Os ametrinos podem ser criados em laboratório?
Sim. É possível cultivar quartzo bicolor em laboratório ou criá-lo alterando as zonas de cor do quartzo através de calor e radiação. A composição química desses materiais pode ser a do quartzo, mas a sua origem não é natural.
Toda a ametrina tem exatamente metade violeta e metade amarela?
Não. As proporções das cores são muito variadas. Num cristal pode predominar o violeta, noutro o amarelo, e em alguns as cores distribuem-se por setores triangulares ou semelhantes a uma estrela.
Por que motivo se vê uma cor pêssego em algumas ametrinas?
Tons pêssego, acastanhados ou dourados rosados podem surgir na zona de transição, onde os estados de cor violeta e amarelo se fundem ou se sobrepõem opticamente.
A ametrina muda de cor consoante a luz?
Não é um mineral clássico que mude de cor, mas diferentes temperaturas da luz podem alterar a perceção das cores. Numa luz quente, o dourado sobressai mais, enquanto numa luz fria se destaca o violeta.
O calor pode alterar as cores da ametrina?
Sim. Os centros de cor do quartzo são sensíveis à temperatura. Um aquecimento mais intenso pode enfraquecer a cor violeta e alterar o aspeto geral das zonas.
A ametrina tem clivagem evidente?
Não. Tal como outro quartzo, a ametrina não apresenta clivagem mineral evidente. Ao fraturar-se, forma geralmente superfícies concoidais ou irregulares.
O que simboliza a ametrina nas práticas contemporâneas?
Simbolicamente, está associada ao equilíbrio entre a intuição e a ação, o pensamento criativo e a sua concretização, a tranquilidade e o passo corajoso em frente.
A que elementos está associada a ametrina?
A parte dourada é geralmente associada ao fogo e ao Sol, enquanto a violeta se associa ao ar, ao entardecer, à imaginação e à perceção subtil. Trata-se de um sistema simbólico contemporâneo.
Manhã violeta

O cristal que não escolheu apenas uma luz

A ametrina começa na água subterrânea quente, onde o silício, o oxigénio e vestígios quase impercetíveis de ferro procuram um lugar na rede cristalina de quartzo em crescimento. O seu cristal é lentamente construído na escuridão, camada após camada, setor após setor.

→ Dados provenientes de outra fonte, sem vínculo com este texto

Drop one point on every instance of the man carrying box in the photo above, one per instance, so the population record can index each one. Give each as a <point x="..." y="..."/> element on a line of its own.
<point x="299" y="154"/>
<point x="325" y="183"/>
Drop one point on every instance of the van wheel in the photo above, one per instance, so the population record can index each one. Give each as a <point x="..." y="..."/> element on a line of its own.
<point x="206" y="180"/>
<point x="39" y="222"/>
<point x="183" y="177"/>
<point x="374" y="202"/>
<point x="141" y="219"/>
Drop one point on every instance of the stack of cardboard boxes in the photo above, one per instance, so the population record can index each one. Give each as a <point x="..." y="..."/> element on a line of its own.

Mais tarde, a radiação natural desperta o violeta, o calor e o estado do ferro realçam o dourado, e a geometria do crescimento do cristal preserva a fronteira entre ambos. Assim, um só coração mineral transforma-se num mapa de duas cores.

As pessoas viram nesta fronteira o entardecer e a manhã, a intuição e a ação, o silêncio e o fogo criativo. No entanto, o próprio cristal não permite que um lado destrua o outro. O violeta continua violeta, o dourado continua dourado, e a sua diferença torna-se aquilo que faz da ametrina algo uno e irrepetível.

Talvez esta seja a ideia mais bonita da sua viagem: o equilíbrio nem sempre significa tornar-se da mesma cor. Por vezes, significa permitir que as nossas diferentes luzes cresçam lado a lado e, juntas, abram as portas para um novo dia.